Indian lawyers debate how to execute Mohammad Afzal

There are no reviewed versions of this page, so it may not have been checked for adherence to standards.

Wednesday, October 18, 2006

Even as the debate over whether Mohammad Afzal should be put to death for his role in the foiled 2001 attack on Indian Parliament rages on, lawyers are trying to determine the most humane method by which he may be executed. Some are quoting a Law Commission report that says lethal injection is the most painless way of ending a condemned person's life. A former member of the Law Commission, N M Ghatate said

Hanging is one of the cruelest ways of putting a man to death because he gets strangulated and his eyes pop out. There are many other gory details and he has to be prepared for the punishment.

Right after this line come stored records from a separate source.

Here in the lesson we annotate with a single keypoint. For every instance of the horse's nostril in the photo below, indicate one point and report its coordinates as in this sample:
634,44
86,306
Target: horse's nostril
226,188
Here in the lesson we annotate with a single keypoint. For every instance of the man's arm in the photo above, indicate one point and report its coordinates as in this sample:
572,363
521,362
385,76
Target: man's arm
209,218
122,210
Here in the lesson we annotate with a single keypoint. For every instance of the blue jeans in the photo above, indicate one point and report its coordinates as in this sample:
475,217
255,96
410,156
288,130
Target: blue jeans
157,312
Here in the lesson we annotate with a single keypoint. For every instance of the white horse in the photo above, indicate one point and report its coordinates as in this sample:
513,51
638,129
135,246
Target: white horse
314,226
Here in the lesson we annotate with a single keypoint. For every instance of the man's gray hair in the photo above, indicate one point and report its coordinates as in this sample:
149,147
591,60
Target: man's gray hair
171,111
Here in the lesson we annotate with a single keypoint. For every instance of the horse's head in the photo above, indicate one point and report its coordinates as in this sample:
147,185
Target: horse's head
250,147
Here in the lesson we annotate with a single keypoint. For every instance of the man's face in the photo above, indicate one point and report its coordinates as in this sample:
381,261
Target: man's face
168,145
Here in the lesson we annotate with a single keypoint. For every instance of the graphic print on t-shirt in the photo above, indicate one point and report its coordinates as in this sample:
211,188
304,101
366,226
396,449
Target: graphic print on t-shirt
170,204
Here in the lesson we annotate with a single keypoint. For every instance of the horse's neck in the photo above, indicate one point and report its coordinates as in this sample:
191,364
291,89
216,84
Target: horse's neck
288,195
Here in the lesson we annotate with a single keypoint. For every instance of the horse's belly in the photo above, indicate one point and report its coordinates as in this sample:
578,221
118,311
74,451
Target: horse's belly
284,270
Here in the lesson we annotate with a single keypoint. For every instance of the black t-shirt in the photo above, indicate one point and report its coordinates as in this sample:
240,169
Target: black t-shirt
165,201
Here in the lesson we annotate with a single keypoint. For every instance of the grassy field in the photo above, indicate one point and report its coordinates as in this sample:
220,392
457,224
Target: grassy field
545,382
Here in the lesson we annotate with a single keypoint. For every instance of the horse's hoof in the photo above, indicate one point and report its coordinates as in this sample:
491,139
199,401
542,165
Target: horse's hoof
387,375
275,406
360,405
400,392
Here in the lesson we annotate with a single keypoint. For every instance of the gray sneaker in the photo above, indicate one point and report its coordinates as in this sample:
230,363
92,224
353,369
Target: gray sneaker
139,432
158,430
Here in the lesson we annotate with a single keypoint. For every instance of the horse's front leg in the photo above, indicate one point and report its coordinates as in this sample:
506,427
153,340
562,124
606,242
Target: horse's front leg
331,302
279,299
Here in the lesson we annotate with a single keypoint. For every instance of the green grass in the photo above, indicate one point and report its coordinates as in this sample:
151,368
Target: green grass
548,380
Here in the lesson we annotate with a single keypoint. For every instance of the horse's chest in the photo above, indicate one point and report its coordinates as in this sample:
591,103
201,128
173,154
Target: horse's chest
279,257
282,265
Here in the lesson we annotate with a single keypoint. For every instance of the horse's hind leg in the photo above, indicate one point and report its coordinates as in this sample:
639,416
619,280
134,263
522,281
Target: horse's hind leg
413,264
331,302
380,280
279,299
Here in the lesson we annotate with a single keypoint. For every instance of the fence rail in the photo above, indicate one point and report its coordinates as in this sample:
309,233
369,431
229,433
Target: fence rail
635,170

Afzal's lawyer Gavin Fernandes however rejected the lethal injection idea stating

Lethal injection has been held to be cruel, inhuman and degrading. This goes to show that whenever you take a life, whether it is by hanging or by lethal injection, it causes enormous pain

Indian law allows for the death penalty to be awarded for serious offences, albeit in the "rarest of rare" cases. Hanging has traditionally been used as a method of execution, and the other option (that of having the condemned face a firing squad) has seldom been exercised. Those against hanging however claim it is more cruel than lethal injection. Studies have however shown that the paralytic agent in the lethal injection may give the appearance that the condemned individual is "calm" due to the fact that he/she is unable to express his/her pain externally.